Time in Function.fn.__call__: 9.521604e-02s (99.951%)
<% time> <sum %> <apply time> <time per call> <type> <#call> <#apply> <Class name>
36.3% 36.3% 0.034s 3.42e-02s C 1 1 theano.sandbox.cuda.blas.GpuDot22Scalar
35.3% 71.5% 0.033s 8.33e-03s C 4 4 theano.sandbox.cuda.basic_ops.GpuElemwise
20.8% 92.3% 0.020s 4.91e-03s C 4 4 theano.sandbox.cuda.basic_ops.GpuCAReduce
7.6% 100.0% 0.007s 3.61e-03s C 2 2 theano.sandbox.cuda.basic_ops.GpuFromHost
# Now we are talking.
#######
# Turns out reducing the learning rate does nothing but make convergence proportionally slower. Weird.
# See deepDives/conf11.txt for a bit more detail.
#######
# Playing with leaky relus. They indeed seem to help avoiding burnt out neurons.
# The default 0.01 leakiness seems to be okay, see
# adhoc/spearmint-best-leaky.txt and adhoc/spearmint-best-leaky0.1.txt
#######
# Setting up a new spearmint run. Manual steps:
EXPNAME=regularization_initialSD
# commit this EXPNAME to kohonen/config.json
# set kohonen/generativeMLP.py:setDefaultParams() very-very carefully.
cd ~/spearmintClones/
mkdir $EXPNAME
cd $EXPNAME
git clone [email protected]:danielvarga/daniel-experiments.git
cd daniel-experiments/kohonen
ln -s ~/Spearmint .
mkdir ../rbm/data
ln -s ~/daniel-experiments/rbm/data/mnist.pkl.gz ../rbm/data/
mkdir spearmintOutput
# If not the first try:
Spearmint/spearmint/cleanup.sh .
# Maybe also rm -rf spearmintOutput/* , but careful.
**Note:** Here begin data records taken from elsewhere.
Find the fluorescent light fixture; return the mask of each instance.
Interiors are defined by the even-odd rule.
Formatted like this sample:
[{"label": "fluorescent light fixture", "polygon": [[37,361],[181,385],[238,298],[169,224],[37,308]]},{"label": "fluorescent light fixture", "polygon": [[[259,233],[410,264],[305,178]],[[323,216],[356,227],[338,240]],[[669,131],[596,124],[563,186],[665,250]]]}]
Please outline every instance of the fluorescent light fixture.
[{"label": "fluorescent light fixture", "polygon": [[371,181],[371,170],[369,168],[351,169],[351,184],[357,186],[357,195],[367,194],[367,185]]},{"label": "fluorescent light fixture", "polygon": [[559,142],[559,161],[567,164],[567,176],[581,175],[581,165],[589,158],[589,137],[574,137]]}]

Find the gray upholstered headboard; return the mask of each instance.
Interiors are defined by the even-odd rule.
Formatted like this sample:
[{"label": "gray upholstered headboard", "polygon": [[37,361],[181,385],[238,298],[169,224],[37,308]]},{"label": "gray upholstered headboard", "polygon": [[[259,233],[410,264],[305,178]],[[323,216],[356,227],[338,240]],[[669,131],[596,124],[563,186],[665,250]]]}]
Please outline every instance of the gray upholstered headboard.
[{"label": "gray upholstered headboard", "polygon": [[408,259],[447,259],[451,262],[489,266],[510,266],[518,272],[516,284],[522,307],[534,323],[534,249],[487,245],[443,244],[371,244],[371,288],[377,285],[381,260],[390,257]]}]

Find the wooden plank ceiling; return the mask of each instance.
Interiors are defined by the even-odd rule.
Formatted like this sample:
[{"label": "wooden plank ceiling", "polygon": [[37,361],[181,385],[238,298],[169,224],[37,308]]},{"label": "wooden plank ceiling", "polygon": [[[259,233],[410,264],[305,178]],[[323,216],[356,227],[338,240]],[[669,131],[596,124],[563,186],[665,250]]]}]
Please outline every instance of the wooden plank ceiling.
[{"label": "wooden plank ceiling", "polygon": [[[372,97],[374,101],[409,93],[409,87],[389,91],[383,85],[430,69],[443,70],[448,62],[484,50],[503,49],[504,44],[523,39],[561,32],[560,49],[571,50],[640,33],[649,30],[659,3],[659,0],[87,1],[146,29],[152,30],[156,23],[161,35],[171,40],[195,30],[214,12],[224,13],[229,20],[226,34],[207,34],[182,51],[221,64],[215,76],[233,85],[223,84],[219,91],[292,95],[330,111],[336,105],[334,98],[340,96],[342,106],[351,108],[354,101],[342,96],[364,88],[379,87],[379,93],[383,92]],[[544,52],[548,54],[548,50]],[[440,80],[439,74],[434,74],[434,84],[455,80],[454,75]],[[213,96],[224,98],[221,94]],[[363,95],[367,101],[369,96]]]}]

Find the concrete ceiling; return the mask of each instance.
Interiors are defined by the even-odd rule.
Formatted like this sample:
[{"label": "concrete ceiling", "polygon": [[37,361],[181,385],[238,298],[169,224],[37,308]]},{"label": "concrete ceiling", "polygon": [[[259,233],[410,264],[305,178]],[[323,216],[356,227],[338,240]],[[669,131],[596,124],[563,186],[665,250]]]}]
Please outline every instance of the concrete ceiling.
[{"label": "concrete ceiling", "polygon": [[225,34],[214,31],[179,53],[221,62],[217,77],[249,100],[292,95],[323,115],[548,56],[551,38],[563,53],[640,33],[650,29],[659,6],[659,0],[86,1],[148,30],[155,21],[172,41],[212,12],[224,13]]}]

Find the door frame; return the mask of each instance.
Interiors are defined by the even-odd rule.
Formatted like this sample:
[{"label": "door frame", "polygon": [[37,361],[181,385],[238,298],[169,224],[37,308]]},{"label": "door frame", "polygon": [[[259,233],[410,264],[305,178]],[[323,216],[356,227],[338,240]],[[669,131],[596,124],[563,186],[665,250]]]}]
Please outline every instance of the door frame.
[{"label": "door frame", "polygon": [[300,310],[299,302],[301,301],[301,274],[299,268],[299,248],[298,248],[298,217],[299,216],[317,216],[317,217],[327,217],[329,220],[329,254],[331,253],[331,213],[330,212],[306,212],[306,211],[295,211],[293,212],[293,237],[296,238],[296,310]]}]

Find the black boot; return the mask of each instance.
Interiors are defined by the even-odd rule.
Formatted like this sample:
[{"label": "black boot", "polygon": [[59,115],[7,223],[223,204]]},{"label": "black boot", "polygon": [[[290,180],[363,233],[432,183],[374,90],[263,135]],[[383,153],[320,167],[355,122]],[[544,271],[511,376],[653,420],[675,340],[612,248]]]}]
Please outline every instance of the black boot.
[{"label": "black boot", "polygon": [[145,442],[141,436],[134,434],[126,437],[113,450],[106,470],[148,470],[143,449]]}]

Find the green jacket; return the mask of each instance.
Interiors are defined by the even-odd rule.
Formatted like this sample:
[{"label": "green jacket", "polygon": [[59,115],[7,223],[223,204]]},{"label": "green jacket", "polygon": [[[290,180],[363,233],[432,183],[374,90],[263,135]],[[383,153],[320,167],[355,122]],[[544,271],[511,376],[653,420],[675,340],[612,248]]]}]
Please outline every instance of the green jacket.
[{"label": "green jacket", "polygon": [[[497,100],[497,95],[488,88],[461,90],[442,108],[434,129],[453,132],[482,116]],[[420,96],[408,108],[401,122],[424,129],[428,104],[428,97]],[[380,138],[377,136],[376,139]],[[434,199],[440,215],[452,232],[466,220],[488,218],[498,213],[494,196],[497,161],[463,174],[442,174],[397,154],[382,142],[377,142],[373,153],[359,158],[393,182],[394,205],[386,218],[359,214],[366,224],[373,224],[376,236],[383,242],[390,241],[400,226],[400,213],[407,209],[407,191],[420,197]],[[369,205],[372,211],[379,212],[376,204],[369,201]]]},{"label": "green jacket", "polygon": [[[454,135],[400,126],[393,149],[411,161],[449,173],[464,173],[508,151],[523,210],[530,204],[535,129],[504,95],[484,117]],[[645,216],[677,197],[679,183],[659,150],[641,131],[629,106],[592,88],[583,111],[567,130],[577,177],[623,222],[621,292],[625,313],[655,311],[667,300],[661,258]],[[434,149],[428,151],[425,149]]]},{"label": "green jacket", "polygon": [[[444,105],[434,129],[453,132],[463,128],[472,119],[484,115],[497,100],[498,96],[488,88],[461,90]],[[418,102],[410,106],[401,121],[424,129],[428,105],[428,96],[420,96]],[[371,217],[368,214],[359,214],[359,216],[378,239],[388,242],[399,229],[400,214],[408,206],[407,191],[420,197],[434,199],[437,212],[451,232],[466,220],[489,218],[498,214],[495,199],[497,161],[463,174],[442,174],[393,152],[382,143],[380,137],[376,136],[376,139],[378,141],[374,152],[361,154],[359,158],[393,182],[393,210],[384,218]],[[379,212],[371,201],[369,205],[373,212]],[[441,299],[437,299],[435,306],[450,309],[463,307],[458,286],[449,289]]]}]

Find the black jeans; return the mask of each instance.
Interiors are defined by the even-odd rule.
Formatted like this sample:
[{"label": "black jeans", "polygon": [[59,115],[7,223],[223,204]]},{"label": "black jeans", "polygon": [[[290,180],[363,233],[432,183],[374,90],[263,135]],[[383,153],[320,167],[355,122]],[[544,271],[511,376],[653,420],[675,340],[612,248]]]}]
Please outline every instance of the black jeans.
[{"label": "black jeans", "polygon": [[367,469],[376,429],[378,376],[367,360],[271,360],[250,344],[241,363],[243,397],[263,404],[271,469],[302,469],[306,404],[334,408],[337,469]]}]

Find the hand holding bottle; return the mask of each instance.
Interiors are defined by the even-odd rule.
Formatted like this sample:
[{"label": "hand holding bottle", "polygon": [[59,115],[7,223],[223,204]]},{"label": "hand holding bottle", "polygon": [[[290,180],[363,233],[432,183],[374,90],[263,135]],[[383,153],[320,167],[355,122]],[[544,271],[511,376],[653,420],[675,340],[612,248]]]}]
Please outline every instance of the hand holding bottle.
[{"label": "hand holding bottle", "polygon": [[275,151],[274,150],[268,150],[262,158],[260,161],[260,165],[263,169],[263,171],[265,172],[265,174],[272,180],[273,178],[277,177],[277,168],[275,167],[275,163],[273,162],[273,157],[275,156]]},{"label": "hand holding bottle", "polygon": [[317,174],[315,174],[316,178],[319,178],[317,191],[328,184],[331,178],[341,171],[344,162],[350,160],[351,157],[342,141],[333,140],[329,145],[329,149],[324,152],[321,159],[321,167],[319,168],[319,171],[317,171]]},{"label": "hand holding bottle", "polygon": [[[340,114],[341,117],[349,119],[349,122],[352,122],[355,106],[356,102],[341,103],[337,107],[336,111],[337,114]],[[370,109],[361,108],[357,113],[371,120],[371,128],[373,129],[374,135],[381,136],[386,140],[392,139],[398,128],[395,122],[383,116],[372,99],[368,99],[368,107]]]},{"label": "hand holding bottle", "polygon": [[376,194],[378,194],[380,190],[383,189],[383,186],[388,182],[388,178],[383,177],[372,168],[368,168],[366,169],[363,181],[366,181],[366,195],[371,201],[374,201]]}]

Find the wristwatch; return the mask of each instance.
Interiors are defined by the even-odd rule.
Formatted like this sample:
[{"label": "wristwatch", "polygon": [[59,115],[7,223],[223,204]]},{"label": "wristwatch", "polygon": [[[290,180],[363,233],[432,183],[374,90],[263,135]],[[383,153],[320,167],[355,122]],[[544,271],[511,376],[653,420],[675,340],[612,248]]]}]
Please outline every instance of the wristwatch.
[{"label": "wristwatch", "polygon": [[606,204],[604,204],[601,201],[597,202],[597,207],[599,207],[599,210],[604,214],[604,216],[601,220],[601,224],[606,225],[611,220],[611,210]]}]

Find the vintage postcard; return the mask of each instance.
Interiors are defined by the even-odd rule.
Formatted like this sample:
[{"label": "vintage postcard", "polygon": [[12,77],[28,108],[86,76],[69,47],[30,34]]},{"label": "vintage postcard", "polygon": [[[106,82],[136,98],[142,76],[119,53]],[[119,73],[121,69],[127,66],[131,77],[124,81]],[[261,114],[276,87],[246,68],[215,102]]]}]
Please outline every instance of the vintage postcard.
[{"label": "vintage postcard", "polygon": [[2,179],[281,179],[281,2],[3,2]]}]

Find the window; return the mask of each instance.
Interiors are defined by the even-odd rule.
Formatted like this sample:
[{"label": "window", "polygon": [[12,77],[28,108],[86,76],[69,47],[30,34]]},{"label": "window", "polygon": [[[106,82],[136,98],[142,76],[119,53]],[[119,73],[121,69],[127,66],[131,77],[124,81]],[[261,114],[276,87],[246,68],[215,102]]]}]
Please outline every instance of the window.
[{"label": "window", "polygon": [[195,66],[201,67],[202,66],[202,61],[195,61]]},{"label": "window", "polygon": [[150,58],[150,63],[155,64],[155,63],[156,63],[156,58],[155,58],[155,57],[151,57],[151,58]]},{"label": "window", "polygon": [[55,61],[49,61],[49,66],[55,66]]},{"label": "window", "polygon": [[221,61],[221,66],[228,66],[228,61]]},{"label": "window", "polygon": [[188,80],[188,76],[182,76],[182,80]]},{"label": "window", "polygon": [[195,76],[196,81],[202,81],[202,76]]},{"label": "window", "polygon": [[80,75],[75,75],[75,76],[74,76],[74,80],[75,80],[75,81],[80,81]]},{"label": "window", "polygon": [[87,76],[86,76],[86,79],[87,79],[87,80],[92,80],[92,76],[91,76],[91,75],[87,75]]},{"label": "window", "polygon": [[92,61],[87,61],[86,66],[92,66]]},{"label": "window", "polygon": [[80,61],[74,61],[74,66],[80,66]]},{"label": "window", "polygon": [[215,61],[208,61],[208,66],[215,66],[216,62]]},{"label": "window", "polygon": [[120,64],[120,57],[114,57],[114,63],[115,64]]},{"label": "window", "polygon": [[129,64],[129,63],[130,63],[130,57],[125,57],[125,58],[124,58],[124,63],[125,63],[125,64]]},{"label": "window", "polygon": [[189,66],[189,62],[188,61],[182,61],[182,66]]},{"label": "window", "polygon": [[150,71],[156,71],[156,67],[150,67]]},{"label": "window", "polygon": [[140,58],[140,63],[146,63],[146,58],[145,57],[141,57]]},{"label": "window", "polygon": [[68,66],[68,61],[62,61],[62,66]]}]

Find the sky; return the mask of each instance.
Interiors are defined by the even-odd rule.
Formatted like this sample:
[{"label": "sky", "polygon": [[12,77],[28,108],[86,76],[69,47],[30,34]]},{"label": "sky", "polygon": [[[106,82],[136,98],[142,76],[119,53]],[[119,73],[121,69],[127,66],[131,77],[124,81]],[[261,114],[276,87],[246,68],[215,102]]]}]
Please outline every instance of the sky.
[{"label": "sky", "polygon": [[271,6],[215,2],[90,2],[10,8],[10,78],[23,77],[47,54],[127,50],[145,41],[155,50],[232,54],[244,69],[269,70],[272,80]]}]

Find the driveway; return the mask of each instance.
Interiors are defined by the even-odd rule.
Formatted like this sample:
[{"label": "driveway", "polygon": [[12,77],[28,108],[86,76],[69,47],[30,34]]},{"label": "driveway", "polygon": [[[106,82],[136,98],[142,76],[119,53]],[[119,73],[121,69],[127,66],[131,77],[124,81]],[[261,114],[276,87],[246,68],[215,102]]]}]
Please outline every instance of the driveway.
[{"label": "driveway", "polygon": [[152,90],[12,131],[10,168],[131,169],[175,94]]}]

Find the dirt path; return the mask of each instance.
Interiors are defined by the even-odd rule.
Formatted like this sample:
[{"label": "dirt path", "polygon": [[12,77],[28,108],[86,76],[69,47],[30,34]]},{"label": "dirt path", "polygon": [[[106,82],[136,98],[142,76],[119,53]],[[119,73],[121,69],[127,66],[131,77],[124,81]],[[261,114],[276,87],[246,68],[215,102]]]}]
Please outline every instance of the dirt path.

nohup python Spearmint/spearmint/main.py . > spearmintOutput/log.cout 2> spearmintOutput/log.cerr &
# Carefully check output/00000001.out and spearmintOutput/log.cerr .
# Carefully check spearmintOutput/*/conf.txt and spearmintOutput/*/log.txt
# Wait.
# Outcome of experiment:
# Best one was:
# ~/spearmintClones/regularization_initialSD/daniel-experiments/kohonen/spearmintOutput/initialSD0.323230707636-regularization6.16919263619e-07/conf.txt
# that is, initialSD should be ~0.32, regularization should be 6e-07
# which is so low that I round it down to zero.
# (The non-validated improvement coming from this setting compared to its parent adhoc/spearmint-leaky.txt is:
# parent:
# epoch 4800 trainMean 3.556957 trainMedian 3.631534 validationMean 3.892525 validationMedian 3.911150
# this:
# epoch 4800 trainMean 3.614273 trainMedian 3.685415 validationMean 3.877654 validationMedian 3.906008
# Note: nontrivial methodological error, we ask spearmint to optimize for epoch6400, but we look for epoch4800
# values, which is the usual validation minimum.
# The optimum that spearmint has found at epoch6400 is 3.869511
# at initialSD=0.413519 regularization=1e-6
# Now running another one just for inDim inBoolDim at ~/spearmintClones/initials/
#########
# Here I did some experiments with 1d synthetic distributions.
# Bottom line: Right now we can't properly learn even 1d uniform,
# because it gets this weird bathtub shape as seen here:
# https://github.com/danielvarga/daniel-experiments/tree/master/kohonen/docs/charts/1d
#########
# A different game: what's the best distance function between pairs?
# I've always used L2 squared, but the idea is that whenever the distance is large,
# we shouldn't be too aggressive in moving, because we might be moving toward an
# incorrect target anyway.
#
# Thus adhoc/conf8.l1loss.txt
#
# Turns out it's a trade-off. L1-based samples are nicer looking, but seem
# to be worse in approximating either the train or the validation samples.
# They are much less blurry than L2-based samples, which is absolutely to
# be expected, but good to see in practice.